CRUZ E SOUSA, UM MESTRE DO SIMBOLISMO


Pois é, morreu pobre e decepcionado com a recepção que teve das pessoas brancas no mundo em que viveu.

O pai e a mãe de Cruz e Sousa (1861-1898), Guilherme e Eva, eram alforriados. 

O "dono" da mãe do poeta, Xavier de Sousa, ficou com o casal alforriado durante muito tempo. 

A mulher de Xavier, Clarinda Fagundes Xavier de Sousa, não tinha filhos e por isso acabou adotando o menino filho de Guilherme e Eva.

Xavier era "coronel", pessoa rica e bajulável. 

Dito isso, acrescentemos: o menino filho de Guilherme e Eva teve assim oportunidade de estudar num colégio da elite da terra onde nasceu, Florianópolis. Aplicado, aprendeu latim e grego.

João de Cruz e Sousa, sobrenome herdado do coronel, foi repudiado por mundo e meio só pelo fato de ser negro. 

Já adulto, Cruz e Sousa apaixonou-se pela literatura poética. Fundou jornais e em 1885 dividiu o primeiro livro,  Tropos e Fantasias, com o colega jornalista Virgílio Várzea. 

A carreira solo poética de Cruz e Sousa foi marcada, a princípio, pelos livros Missal e Broqueis lançados em fevereiro e agosto de 1893, respectivamente. 

As obras aí citadas foram as únicas publicadas em vida do poeta.
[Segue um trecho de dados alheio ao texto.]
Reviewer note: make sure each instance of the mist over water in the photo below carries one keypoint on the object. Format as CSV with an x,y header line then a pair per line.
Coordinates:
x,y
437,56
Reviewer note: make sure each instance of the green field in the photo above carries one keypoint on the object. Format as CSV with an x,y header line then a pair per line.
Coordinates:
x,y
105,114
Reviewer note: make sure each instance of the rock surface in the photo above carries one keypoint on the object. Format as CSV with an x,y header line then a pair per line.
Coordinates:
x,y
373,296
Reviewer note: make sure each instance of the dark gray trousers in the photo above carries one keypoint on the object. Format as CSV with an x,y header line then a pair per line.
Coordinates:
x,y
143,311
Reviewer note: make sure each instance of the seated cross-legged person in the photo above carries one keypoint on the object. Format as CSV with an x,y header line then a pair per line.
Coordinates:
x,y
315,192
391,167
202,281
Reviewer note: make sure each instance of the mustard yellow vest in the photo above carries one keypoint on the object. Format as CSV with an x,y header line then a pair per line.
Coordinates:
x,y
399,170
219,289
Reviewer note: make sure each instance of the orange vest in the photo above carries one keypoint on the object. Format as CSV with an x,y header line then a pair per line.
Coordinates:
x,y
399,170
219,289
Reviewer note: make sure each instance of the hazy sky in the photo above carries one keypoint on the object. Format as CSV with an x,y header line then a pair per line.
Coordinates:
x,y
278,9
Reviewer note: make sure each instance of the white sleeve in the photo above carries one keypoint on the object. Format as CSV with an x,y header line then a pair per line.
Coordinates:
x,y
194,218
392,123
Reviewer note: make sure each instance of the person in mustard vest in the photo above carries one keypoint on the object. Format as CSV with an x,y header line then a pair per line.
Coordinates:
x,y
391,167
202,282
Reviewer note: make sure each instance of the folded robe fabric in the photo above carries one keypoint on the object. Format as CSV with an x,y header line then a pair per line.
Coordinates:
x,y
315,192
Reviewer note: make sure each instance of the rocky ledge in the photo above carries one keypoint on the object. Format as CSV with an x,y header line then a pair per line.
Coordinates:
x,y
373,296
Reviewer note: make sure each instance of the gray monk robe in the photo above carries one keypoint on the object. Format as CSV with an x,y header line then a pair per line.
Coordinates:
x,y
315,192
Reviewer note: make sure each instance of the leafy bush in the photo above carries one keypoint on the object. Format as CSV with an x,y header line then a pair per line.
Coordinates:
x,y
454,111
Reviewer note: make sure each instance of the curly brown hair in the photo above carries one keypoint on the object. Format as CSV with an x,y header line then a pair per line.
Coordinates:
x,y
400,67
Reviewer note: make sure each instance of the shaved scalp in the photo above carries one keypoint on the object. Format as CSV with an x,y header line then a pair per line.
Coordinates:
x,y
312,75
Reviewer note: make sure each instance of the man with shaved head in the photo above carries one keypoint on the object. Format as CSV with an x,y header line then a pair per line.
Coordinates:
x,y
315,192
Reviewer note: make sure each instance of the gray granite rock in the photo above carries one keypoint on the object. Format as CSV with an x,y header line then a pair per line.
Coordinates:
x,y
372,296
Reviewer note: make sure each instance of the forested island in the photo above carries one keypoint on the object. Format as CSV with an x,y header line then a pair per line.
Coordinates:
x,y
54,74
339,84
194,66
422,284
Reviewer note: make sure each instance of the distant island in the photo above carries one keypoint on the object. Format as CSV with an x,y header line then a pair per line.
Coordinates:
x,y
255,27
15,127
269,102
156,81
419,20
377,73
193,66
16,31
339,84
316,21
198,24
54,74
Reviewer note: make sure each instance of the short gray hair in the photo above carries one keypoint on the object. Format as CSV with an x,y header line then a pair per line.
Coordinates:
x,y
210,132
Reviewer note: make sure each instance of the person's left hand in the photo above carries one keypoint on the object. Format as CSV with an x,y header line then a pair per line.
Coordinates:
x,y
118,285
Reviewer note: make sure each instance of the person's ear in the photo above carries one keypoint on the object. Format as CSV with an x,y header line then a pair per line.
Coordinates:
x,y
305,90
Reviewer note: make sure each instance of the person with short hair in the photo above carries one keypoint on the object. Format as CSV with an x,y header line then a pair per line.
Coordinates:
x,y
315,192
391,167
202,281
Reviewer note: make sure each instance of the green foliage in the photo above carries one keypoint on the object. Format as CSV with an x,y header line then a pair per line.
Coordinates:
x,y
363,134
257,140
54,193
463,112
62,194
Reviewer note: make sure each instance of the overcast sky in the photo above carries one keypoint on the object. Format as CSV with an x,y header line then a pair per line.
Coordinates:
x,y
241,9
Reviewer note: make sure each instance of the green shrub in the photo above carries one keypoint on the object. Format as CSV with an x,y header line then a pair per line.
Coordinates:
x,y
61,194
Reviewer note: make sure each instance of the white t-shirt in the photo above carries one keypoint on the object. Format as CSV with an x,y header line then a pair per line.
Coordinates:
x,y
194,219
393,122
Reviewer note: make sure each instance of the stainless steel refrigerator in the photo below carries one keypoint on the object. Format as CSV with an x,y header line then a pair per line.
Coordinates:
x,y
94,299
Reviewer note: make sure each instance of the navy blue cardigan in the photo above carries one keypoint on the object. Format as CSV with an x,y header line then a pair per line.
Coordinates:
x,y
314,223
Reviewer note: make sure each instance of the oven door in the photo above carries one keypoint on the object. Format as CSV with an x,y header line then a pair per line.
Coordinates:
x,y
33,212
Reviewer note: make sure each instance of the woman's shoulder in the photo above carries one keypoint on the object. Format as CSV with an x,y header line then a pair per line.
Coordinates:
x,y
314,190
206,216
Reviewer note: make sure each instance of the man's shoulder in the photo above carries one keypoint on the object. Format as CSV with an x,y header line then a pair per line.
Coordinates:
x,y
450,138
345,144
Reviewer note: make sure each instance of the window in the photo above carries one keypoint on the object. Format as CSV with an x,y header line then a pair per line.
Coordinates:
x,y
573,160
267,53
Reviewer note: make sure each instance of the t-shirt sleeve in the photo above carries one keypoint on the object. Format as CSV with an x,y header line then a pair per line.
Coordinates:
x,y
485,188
De Broqueis, ressalto o poema Múmia: 

Múmia de sangue e lama e terra e treva,                                                              Podridão feita deusa de granito        Que surges dos mistérios do Infinito Amamentada na lascívia de Eva

Tua boca voraz se farta e ceva      Na carne e espalhas o terror maldito, O grito humano,  o doloroso grito      Que um vento estranho para os limbos leva.

Báratos, criptas,dédalos atrozes      Escancaram-se aos tétricos, ferozes    Uivos tremendos com luxúria e cio...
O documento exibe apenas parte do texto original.